Walt Disney (DIS 0.24%) launched its Disney+ streaming video service in November 2019. Unintentionally, it ended up being incredible timing for a product launch. It was only about four months later that the world entered a pandemic, and the reaction to it ended up creating a surge in demand for in-home entertainment, including the entertainment giant's new offering.
Reaction to the pandemic can partly explain the success of Disney+. Of course, Disney's treasure trove of content that has been popular with families for decades is another reason for the success. But whatever the actual reason, the result has been incredible growth of subscribers over the past 22 months.
But there is some concern that the pace of subscriber growth could slow for Disney+ in the company's fiscal fourth quarter (July to early October). Let's explore why.
Slow going in Latin American expansion
Over the past 11 months, the company has been launching Disney+ across Latin America. That includes 18 markets, covering seven different currencies across six different internet platforms. The rollout of such magnitude is not an easy technical task. Fortunately, Disney has not had any significant technical issues despite the challenging nature of the task.
In late August, Disney began introducing its Star+ streaming service across Latin America. The service, a partial alternative to traditional cable TV that provides content from its networks like FX, Hulu, Freeform, ABC, and several studios, is counted as part of Disney+ and is not offered to U.S. subscribers. However, it is popular among consumers, and Disney has said nearly 40% of its 116 million Disney+ subscribers are from the Star or Star+ brands.
Here's what Disney CEO Bob Chapek said about the Star+ launch in Latin America: "And I think we're seeing pretty much the same thing with Latin America with Star+ is that it's a little slow going in the beginning as we get our partners sort of mobilized and outreaching to their consumers. But at the same time, I think our trajectory is going to change very quickly, just like it did with Disney+."

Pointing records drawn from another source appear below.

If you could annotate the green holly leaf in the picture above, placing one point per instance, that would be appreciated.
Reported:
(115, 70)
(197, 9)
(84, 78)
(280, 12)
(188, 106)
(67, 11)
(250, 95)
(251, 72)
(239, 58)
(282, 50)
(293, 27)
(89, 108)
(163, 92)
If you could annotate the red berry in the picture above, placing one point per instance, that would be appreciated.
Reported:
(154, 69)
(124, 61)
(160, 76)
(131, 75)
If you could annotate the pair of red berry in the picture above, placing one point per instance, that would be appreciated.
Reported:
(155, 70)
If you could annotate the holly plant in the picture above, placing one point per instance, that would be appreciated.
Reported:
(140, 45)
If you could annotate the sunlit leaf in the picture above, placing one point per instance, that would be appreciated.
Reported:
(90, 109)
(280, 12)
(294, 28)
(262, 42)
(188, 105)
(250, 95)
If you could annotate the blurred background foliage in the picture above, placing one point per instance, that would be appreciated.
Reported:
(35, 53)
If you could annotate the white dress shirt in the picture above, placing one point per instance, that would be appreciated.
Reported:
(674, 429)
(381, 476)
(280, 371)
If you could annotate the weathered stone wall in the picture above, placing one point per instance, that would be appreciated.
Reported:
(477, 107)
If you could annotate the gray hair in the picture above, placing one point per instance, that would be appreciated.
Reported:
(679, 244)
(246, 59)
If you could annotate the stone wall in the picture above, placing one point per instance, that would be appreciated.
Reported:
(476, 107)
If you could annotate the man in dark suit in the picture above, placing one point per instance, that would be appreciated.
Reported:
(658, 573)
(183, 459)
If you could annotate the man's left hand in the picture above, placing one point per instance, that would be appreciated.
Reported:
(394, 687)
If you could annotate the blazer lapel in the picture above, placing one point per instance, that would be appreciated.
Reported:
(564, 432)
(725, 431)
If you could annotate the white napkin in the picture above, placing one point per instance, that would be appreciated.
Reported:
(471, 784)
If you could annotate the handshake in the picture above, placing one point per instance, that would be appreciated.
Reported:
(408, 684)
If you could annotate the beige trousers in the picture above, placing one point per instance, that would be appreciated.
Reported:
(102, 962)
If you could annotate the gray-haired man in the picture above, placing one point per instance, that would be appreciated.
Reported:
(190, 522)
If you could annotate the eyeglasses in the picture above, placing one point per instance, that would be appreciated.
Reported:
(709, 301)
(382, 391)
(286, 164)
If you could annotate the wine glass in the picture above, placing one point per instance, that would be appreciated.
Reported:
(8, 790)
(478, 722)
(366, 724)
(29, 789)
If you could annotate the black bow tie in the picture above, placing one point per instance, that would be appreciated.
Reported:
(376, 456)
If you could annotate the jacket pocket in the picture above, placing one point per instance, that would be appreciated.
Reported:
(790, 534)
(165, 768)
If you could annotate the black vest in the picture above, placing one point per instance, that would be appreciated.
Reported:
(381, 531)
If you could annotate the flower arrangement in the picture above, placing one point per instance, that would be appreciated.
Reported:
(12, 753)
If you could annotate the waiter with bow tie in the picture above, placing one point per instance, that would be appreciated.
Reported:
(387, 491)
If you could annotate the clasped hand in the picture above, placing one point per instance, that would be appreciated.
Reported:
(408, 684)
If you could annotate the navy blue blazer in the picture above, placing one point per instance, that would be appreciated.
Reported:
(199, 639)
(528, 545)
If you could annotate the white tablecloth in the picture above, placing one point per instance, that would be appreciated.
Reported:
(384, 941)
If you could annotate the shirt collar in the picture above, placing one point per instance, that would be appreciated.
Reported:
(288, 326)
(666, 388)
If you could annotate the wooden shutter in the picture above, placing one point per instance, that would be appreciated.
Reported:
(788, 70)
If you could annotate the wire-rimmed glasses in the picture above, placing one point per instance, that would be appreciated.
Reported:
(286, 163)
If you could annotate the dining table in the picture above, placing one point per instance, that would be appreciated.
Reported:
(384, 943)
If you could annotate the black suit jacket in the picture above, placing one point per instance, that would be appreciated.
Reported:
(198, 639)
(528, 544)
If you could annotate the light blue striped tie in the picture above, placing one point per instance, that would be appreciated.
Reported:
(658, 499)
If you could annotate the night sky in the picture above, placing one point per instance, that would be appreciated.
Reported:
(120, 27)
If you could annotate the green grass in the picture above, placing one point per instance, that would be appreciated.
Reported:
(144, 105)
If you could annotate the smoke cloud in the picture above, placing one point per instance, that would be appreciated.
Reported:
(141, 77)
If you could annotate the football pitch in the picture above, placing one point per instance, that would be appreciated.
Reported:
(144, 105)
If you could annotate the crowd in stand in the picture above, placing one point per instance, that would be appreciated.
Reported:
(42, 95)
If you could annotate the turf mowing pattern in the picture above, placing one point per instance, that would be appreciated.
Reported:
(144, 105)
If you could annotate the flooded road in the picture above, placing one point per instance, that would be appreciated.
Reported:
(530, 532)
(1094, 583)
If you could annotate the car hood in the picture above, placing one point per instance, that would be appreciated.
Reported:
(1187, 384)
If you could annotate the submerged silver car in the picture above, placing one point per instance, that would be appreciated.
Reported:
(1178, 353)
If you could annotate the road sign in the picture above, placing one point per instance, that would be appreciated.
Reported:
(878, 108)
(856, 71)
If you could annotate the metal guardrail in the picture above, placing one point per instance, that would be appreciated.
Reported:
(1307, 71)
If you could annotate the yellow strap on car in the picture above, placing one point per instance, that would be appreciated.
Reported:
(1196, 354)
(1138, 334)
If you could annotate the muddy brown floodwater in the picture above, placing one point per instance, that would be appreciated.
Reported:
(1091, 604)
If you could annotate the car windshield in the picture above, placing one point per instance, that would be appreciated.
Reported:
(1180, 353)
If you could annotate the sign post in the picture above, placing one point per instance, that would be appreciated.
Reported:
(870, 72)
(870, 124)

Disney+ churn in India and content production issues
Interestingly, subscribers in India for Disney+ Hotstar tend to be annual subscriptions. And according to Chapek, the company does not have those on auto-renewal. He was not specific on whether auto-renewal can be implemented in India or if it is not allowed by the local government. Either way, Disney brought on a large cohort of subscribers from the region last year about this time, and those subscriptions are up for renewal. Chapek warned that the phenomena could lead to some subscriber losses through churn as a result.
The good news is that as part of their subscriptions, subscribers in India get access to stream Indian Premier League games. The IPL is a professional cricket league, and cricket is the most popular sport in India. The IPL is set to restart its season after COVID-19 delays, and Disney is hopeful that will be plenty of enticement for consumers in the region to renew their subscription.
Another concern is that the recent rise in coronavirus cases related to the delta variant has forced Disney to pause or adjust some production of new content for the streaming service. An exciting new series or movie could be the difference-maker in getting a new subscriber to sign up for Disney+ or keeping an existing subscriber from canceling the service. Understandably, a pause in production could slow growth in member totals.
What does this mean for shareholders?
The Disney CEO said he expects these headwinds to slow Disney+ subscriber growth to the low-single-digit millions when Q4 results are released in November. Compare that to the 12.4 million subscriber increase announced with the Q3 report. Still, the company expects to achieve its goal of 230 million to 260 million Disney+ subscribers by fiscal 2024.
Investors might want to prepare for the path to that goal to get a bit rougher from here on out, although it's likely to still get there. The company overall has several paths to growing its earnings, although the focus seems to be on streaming of late. Investors interested in owning Disney stock might want to use any sell-offs created by subscription concerns as a buying opportunity on what should be a long-term holding.